The camera never lies. Unless the shot’s been staged, taken using a filter, or the image has been transformed using Photoshop.
Photographers have always been able to doctor images but rapid advances in technology and lower production costs have made image manipulation easier, faster and accessible to just about anyone.
While this development has been good news for photographic artists, it’s opened up a Pandora’s box for photojournalists who, according to the National Press Photographers Association (NPPA), “have the responsibility to document society and to preserve its images as a matter of historical record.”
The problem for photographers trying to document reality is twofold.
First, their image could be subject to scrutiny for its authenticity on suspicion that they have doctored it. And second, editors could authorise the doctoring of images, which in turn reflects on the men and women who are out there capturing the original photographs.
Either way, according to Bruce Goldfarb doctoring images has a negative impact on the legitimacy of the media’s claim to truthful, accurate reportage.

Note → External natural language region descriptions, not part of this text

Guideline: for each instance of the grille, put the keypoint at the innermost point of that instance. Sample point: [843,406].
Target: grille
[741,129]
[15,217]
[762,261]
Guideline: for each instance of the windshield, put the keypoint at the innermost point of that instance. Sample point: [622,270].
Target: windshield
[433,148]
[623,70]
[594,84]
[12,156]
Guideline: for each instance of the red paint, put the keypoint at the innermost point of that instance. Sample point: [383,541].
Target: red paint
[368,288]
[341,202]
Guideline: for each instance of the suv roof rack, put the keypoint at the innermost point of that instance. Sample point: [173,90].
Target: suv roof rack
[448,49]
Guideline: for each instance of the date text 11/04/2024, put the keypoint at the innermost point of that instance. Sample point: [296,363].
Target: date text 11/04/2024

It is now well known that the image that portrayed the ‘historic’ 2002 meeting of then-President Clinton with Cuban premier Fidel Castro was fake. Journalists had witnessed the event but no photographer had been allowed to capture it. The response of editors after the ‘magic picture’ needed to sell the event was to make one up. Whether these sorts of actions are morally acceptable is a matter for serious debate.
Images, and for that matter false images are a powerful weapon for those who would argue that history offers a slightly less than an honest account of events. The impulse to censor the visual arts predates photography by millennia. Plato talked about the need for censorship, whilst conquering armies and religions had no hesitation in doctoring the art of the civilisations they had conquered. Even Michelangelo’s Last Judgement was touched up with fig leaves, and now we cannot pick up a newspaper or magazine without coming across doctored images, many of which are not acknowledged as such.
The knowledge that photographs can be made to lie, is a smoking gun extremists can use and say, ‘See, they lied about that, so they can lie about anything.’ Deniers of the Holocaust for example, have claimed in the past that the photographic evidence from the death camps was fabricated.
In Serbia in 2002, authorities were forced to shut down an exhibition by American photographer Ron Haviv covering the wars in the former Yugoslavia. The belief that Haviv’s photographs were ‘not true’ was embraced by many who were unable or unwilling to be confronted with a visual account of the conflict that erupted following the disintegration of the Balkans. And a radical minority was able to censor the historical record by ensuring it remained unseen by the majority – on the basis that photographs can tell lies.
In the same way our cynicism regarding the way truth can be manipulated, coupled with our expectations of those in positions of power to be less than honest and the knowledge that it is easy to doctor a photo, can fuel jibes at their expense.
It seems that the increasing prevalence of doctored pictures in the public domain could cause us to reflect that nothing we see is necessarily ‘real’. Perhaps the lesson then is simple. Not only should we not believe everything we read, but we must take each photograph with a pinch of salt, too.